Além disso, o Comsefaz destacou que os recursos arrecadados com a nova alíquota podem contribuir para a sustentabilidade fiscal dos estados, permitindo investimentos em áreas prioritárias como saúde, educação e infraestrutura. Contudo, críticos argumentam que o custo desse equilíbrio fiscal recairá desproporcionalmente sobre os consumidores, especialmente os de menor poder aquisitivo.
Mudanças no comportamento do consumidor
Com o aumento da carga tributária, espera-se uma mudança significativa no comportamento de compra dos brasileiros. As plataformas internacionais já relataram queda no volume de vendas desde agosto, quando o imposto de importação foi implementado. Consumidores estão optando por alternativas nacionais ou reduzindo o volume de compras, priorizando itens essenciais.
Essas mudanças têm implicações diretas não apenas para as empresas de e-commerce, mas também para os fabricantes internacionais, que dependem de mercados emergentes como o Brasil para expandir sua base de clientes. Além disso, a redução no acesso a produtos importados pode levar a uma menor diversidade de opções para os consumidores.
Cenário econômico e impacto no poder de compra
O aumento do ICMS ocorre em um contexto econômico desafiador para os brasileiros. A inflação acumulada nos últimos meses, combinada com uma taxa de desemprego elevada, já reduziu o poder de compra das famílias. O aumento no preço dos produtos importados é mais um fator que pressiona os orçamentos domésticos, especialmente para as classes C, D e E, que dependem de alternativas acessíveis para suprir suas necessidades.
Além disso, a falta de uma política tributária mais equilibrada pode limitar o acesso a bens tecnológicos e inovadores, frequentemente adquiridos em plataformas internacionais. Isso não apenas impacta a vida cotidiana dos consumidores, mas também pode restringir o desenvolvimento de setores econômicos dependentes de tecnologia e inovação.
Produtos mais afetados pelas mudanças tributárias
Entre os produtos mais impactados pelo aumento da tributação estão:
- Roupas e acessórios, especialmente aqueles vendidos por plataformas como Shein e AliExpress.
- Eletrônicos e gadgets, incluindo smartphones, fones de ouvido e dispositivos de armazenamento.
- Itens de decoração e utilidades domésticas, que são populares entre consumidores que buscam alternativas econômicas.

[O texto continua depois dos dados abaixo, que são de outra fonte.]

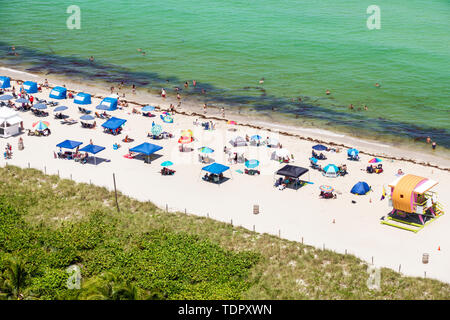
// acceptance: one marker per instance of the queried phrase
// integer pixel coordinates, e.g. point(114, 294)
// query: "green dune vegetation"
point(48, 224)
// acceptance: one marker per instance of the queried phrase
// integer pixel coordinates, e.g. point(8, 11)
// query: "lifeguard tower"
point(413, 203)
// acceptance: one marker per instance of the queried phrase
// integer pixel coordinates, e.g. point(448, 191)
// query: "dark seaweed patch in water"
point(306, 109)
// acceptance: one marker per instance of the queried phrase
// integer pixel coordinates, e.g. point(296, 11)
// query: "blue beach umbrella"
point(156, 129)
point(251, 163)
point(22, 100)
point(256, 137)
point(148, 108)
point(40, 106)
point(87, 117)
point(60, 108)
point(6, 97)
point(102, 107)
point(167, 119)
point(205, 150)
point(331, 170)
point(352, 152)
point(319, 147)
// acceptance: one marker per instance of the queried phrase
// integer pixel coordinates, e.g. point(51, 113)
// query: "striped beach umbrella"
point(251, 163)
point(156, 129)
point(41, 125)
point(375, 160)
point(205, 150)
point(166, 164)
point(326, 188)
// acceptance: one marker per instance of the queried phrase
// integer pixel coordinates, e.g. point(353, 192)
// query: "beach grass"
point(176, 255)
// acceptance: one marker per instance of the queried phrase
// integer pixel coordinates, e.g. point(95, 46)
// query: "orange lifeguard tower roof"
point(404, 189)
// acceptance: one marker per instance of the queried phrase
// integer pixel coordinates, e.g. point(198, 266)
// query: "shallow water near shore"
point(300, 48)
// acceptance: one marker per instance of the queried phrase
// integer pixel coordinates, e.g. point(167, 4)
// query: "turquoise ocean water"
point(301, 48)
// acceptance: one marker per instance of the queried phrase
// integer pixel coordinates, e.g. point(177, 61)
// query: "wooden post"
point(115, 191)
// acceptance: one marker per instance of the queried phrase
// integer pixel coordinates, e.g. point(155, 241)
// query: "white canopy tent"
point(10, 122)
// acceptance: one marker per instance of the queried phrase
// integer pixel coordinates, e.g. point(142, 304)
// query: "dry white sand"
point(296, 215)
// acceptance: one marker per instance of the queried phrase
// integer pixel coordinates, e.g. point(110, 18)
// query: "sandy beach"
point(295, 215)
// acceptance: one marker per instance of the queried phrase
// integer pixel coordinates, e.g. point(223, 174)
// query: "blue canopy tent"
point(30, 87)
point(113, 124)
point(58, 93)
point(216, 169)
point(361, 188)
point(110, 103)
point(94, 149)
point(6, 97)
point(82, 98)
point(5, 82)
point(69, 144)
point(320, 147)
point(40, 106)
point(147, 149)
point(353, 154)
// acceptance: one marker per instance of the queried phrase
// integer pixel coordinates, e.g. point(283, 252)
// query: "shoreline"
point(348, 223)
point(192, 108)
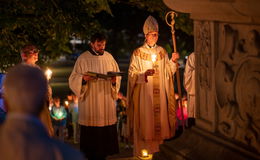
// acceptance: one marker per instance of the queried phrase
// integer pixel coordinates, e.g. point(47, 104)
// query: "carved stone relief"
point(237, 77)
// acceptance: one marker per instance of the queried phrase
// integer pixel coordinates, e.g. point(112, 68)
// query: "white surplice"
point(143, 118)
point(189, 84)
point(96, 97)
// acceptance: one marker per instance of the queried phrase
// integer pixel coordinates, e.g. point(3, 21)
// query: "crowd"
point(35, 123)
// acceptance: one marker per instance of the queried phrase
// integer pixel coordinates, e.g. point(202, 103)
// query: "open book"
point(105, 76)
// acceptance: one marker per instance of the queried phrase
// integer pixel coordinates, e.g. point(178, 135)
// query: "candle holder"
point(145, 155)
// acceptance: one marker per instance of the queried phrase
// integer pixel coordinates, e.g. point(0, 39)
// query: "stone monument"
point(227, 50)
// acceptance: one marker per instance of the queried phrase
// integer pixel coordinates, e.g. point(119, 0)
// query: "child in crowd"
point(58, 115)
point(73, 110)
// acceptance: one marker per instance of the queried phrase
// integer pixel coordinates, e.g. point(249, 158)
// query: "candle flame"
point(153, 57)
point(66, 103)
point(144, 153)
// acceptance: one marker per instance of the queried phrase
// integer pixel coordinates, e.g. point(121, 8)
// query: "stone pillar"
point(227, 49)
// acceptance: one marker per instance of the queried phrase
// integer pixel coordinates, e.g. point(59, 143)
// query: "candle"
point(153, 58)
point(48, 74)
point(66, 103)
point(145, 155)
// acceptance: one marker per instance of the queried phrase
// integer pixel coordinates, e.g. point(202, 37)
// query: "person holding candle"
point(58, 115)
point(97, 96)
point(22, 135)
point(150, 93)
point(29, 55)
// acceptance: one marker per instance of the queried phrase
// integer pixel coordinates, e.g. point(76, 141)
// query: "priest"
point(97, 110)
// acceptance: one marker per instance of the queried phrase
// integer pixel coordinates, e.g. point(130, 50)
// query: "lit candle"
point(48, 74)
point(59, 114)
point(144, 153)
point(66, 103)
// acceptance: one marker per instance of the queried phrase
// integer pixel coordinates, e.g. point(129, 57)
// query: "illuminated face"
point(98, 46)
point(30, 58)
point(151, 38)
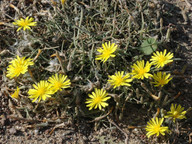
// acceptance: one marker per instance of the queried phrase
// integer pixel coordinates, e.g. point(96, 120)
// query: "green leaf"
point(148, 46)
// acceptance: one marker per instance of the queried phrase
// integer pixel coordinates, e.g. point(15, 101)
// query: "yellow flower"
point(18, 66)
point(119, 79)
point(97, 99)
point(176, 112)
point(59, 82)
point(62, 2)
point(106, 52)
point(25, 23)
point(41, 91)
point(154, 127)
point(161, 79)
point(16, 93)
point(161, 58)
point(140, 70)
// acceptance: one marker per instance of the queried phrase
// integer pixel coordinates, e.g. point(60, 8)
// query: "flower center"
point(18, 69)
point(175, 113)
point(41, 91)
point(162, 81)
point(141, 71)
point(119, 80)
point(97, 100)
point(162, 59)
point(58, 85)
point(107, 53)
point(157, 128)
point(24, 23)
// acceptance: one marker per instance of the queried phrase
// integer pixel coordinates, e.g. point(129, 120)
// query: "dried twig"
point(101, 117)
point(126, 136)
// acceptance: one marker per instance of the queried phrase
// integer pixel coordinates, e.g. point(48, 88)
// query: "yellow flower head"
point(25, 23)
point(106, 52)
point(119, 79)
point(140, 70)
point(62, 2)
point(97, 99)
point(161, 79)
point(41, 91)
point(18, 66)
point(58, 82)
point(176, 112)
point(161, 58)
point(16, 93)
point(154, 127)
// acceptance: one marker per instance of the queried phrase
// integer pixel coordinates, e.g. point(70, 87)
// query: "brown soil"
point(20, 130)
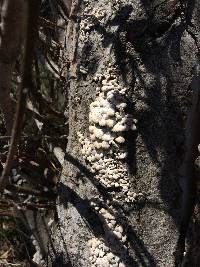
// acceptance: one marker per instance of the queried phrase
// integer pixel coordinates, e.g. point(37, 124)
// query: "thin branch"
point(33, 9)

- Brinquedos e produtos infantis, que frequentemente são adquiridos em plataformas internacionais por preços mais competitivos.
Esses itens, que antes representavam uma opção viável para consumidores brasileiros, agora enfrentam um aumento significativo no preço final, dificultando sua acessibilidade.
A longo prazo: desafios para o comércio eletrônico
As mudanças na tributação destacam um dilema enfrentado pelo Brasil: equilibrar a arrecadação fiscal e a proteção da indústria nacional com o acesso a um mercado global cada vez mais integrado. Enquanto as empresas nacionais celebram o aumento da competitividade, as plataformas internacionais enfrentam o desafio de se adaptar a um ambiente regulatório menos favorável.
A longo prazo, é possível que o aumento do ICMS leve a uma redução na presença de plataformas estrangeiras no mercado brasileiro ou a uma mudança em suas estratégias operacionais. Algumas empresas podem buscar parcerias locais ou investir em operações dentro do Brasil para minimizar os impactos tributários, mas isso depende de condições econômicas e regulatórias favoráveis.
Reflexos no mercado global e regional
As mudanças na tributação brasileira podem ter reflexos no mercado global de e-commerce. Empresas que dependem do Brasil como um mercado-chave para seus produtos precisarão ajustar suas estratégias para continuar competitivas. Além disso, as políticas tributárias brasileiras podem servir como referência para outros países em desenvolvimento que enfrentam desafios similares no equilíbrio entre comércio interno e global.